The contract (of 25th July) contains this stipulation: And it is distinctly understood and agreed upon by the signer hereof, that the schedule A papers must have been in existence as newspapers twelve months, and that no advertisements must be inserted in them of Holloway’s preparations if his advertisement is already therein when offered by said Stephens, or, wanting these two essential points, this contract to be null and void.” It will be observed that by the quotation above made from the same contract, this provision is distinctly applied to all papers not mentioned in schedule A, but which may be added thereto as stipulated in that part of the contract.

I am not able to see why the defendant was not bound to prove that the papers in his aggregate of 217, in which he had. been prevented from advertising by the plaintiff’s repudiation, were such as he would have been entitled by the terms of the contract to have used.

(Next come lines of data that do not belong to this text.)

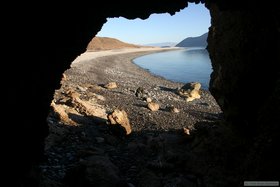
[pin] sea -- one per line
(183, 65)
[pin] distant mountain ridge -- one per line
(200, 41)
(106, 43)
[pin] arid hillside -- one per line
(106, 43)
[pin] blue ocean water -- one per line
(183, 65)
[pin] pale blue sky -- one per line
(189, 22)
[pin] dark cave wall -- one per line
(243, 44)
(45, 39)
(42, 39)
(244, 50)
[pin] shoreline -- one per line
(119, 68)
(90, 55)
(78, 123)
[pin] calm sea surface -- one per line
(184, 65)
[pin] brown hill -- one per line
(106, 43)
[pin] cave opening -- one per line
(241, 38)
(95, 89)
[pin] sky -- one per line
(189, 22)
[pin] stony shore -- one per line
(164, 147)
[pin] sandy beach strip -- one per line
(90, 55)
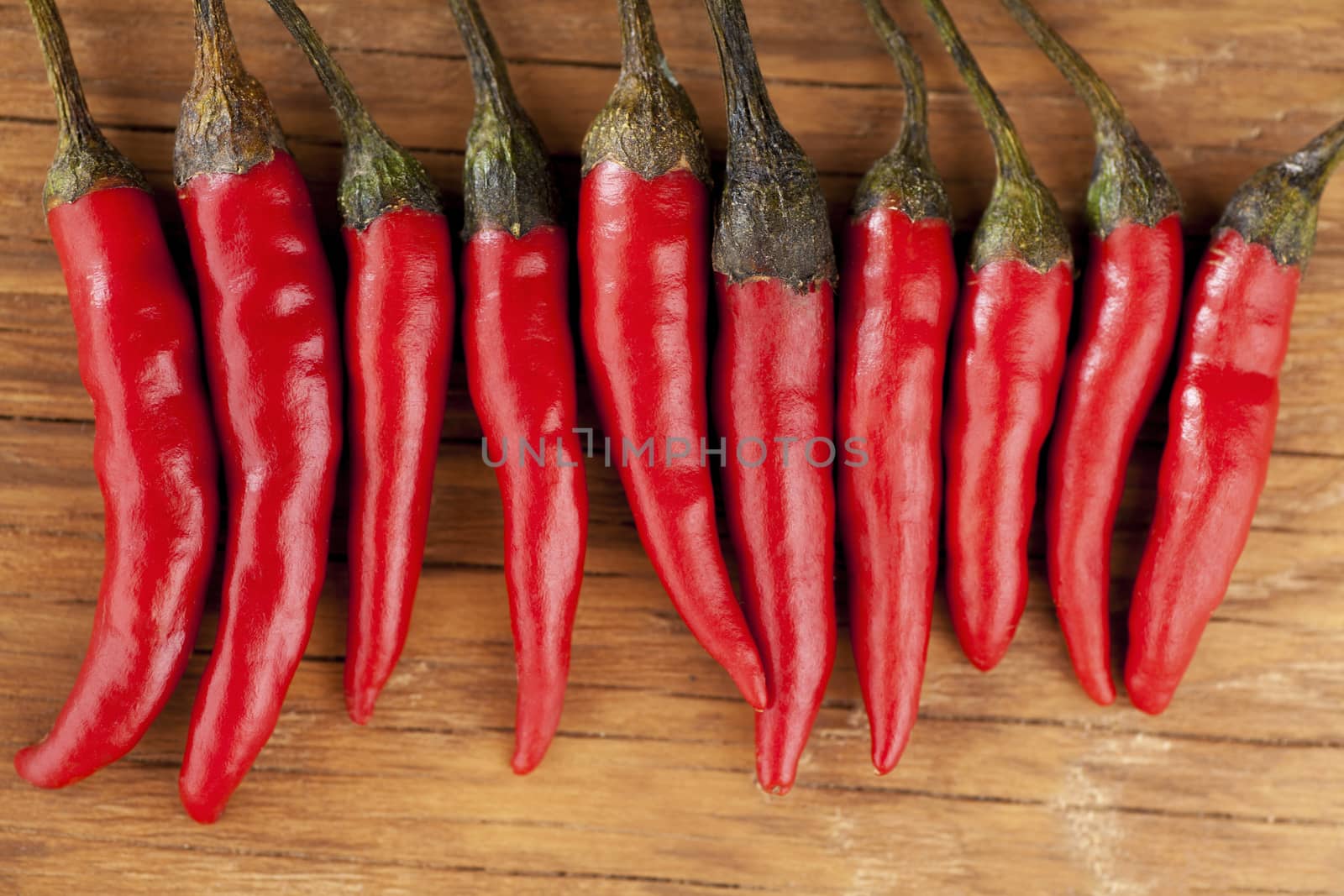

It was upon him to show that they were papers that had been in existence as newspapers ” for twelve months, and that Holloway’s preparations ” were not already advertised in them. Ho such evidence was given. On the contrary it did appear, in respect to several of the papers in which defendant actually published his advertisements, that Holloway’s were already there. It seems to me to have been a fatal error to have allowed a recovery of damages, without evidence on those points, upon the estimate made by the party himself.

I suppose also from the evidence that the 217 papers included the number named in the defendant’s list of newspapers (at folio 1628, page 408 of the case) in which publications were actually inserted, the charges for which are embraced in the $25,717.02 also allowed by the referee. If this be so, it seems to follow that the damages recovered as to those papers have been duplicated to some extent, as the estimate on the whole 217 includes the full term of two years stipulated for by the contract, and consequently also covers the period paid for by the $25,717.02.

Upon the evidence offered as to the general damages, the measure claimed and allowed was, in my judgment, altogether too speculative and conjectural. There should have been proof of the existence of the newspapers, of their standing as to time, that Holloway’s advertisements were not already in them, and that they were ready and willing to insert .them as low as the estimated cost of publishing adopted by the defendant in mating up his estimate.

It should have been shown, also (since by lapse of time the two years of the contract had long before expired), that the newspapers had been permanent and would have been able to have continued the advertisements for the term stipulated.

I think there must be a reversal of the judgment and a new trial of the issues.